YANLIŞ SAKLAMA TEKNİKLERİMİZ VAR
Evde kendimiz pişirme aşamasında gıdayı nasıl doğru şekilde kullanabiliriz?
Biz evde doğru şekilde pişirmiyoruz, genel anlamda Türk Mutfağı olarak doğru yaptığımız şeyler olsa da bazı ürünlerde yanlış pişirme ve saklama tekniklerimiz var. Pişirme tekniklerinde çok fazla pişirme, hangi gıdayı ne ile tüketeceğiz bunlara dikkat etmek gerekiyor. Ispanağın yanında yoğurt yemek uygun değildir mesela, bunun gibi hangi gıda ile neyi yiyeceğimiz konusunda çok bilgiye sahip değiliz. İlgi duyan kişilerin araştırıp öğrenmesiyle bilinçlenilebilinir. Hepimiz kendi mutfağımızın gıda mühendisiyiz .
Gıda ürünlerini doğru tüketmek konusunda önerileriniz nelerdir?

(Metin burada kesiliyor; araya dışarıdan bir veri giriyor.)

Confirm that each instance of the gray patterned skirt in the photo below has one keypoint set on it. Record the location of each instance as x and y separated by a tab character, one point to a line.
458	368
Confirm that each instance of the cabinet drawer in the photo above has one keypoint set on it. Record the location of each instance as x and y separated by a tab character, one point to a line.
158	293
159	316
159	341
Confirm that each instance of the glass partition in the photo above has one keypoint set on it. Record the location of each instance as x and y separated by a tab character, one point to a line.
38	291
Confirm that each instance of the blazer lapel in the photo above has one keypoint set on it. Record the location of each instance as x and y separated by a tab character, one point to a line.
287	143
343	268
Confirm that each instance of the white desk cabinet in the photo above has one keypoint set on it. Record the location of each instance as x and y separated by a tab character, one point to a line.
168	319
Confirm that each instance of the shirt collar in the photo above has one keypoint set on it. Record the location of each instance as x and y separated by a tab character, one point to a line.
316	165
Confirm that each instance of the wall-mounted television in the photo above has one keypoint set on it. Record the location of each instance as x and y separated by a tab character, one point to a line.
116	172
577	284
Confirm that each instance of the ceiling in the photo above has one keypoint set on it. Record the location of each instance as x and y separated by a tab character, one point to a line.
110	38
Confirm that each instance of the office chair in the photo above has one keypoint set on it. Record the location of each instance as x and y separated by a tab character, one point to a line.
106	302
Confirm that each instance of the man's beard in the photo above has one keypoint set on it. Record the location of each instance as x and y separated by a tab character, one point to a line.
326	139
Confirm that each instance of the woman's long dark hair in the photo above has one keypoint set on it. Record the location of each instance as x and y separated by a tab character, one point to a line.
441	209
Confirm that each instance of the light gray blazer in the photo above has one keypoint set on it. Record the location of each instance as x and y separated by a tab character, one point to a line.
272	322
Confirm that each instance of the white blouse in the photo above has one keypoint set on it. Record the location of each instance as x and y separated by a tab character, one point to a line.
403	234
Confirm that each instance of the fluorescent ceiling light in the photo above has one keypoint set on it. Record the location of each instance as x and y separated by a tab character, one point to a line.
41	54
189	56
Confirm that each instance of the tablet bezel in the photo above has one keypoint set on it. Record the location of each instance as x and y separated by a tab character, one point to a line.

Muhafaza aşaması öncelikle uygun ham maddeyi almak durumundayız. Uygun ham maddeyi aldığımız zaman uygun şartlarda saklamamız gerekiyor. Ürünlerin genelde taze saklanması gerektiğini düşünüyorum. Dondurduğumuz zaman besin değerlerinde mutlaka kayıplar oluyor. İşleme aşamasında ise mutfakta ürünleri çok fazla dışarıda, ortam sıcaklığında tutmamakla ve ürünün besin değerlerini öldürmeden pişirmekle bazı küçük önlemler alabiliriz. Pişirdikten en az iki üç gün içinde tüketmek de çok önemli bir nokta. Hangi gıda ürünlerinin birlikte ya da ayrı olarak tüketilmesi de çok önemli bir husustur. Mesela, geçmişten günümüze kadar gelen bir alışkanlık olarak mercimek çorbalarına hep limon sıkarız, bunun da bir nedeni var. Mercimeğin içinde demir çok fazla vardır ve artı üç yüklüdür, bunu insan vücudu ememez. Limon ise mercimeğe sıkıldığı zaman onu artı ikiye düşürür ve vücutta emilebilir hale getirir.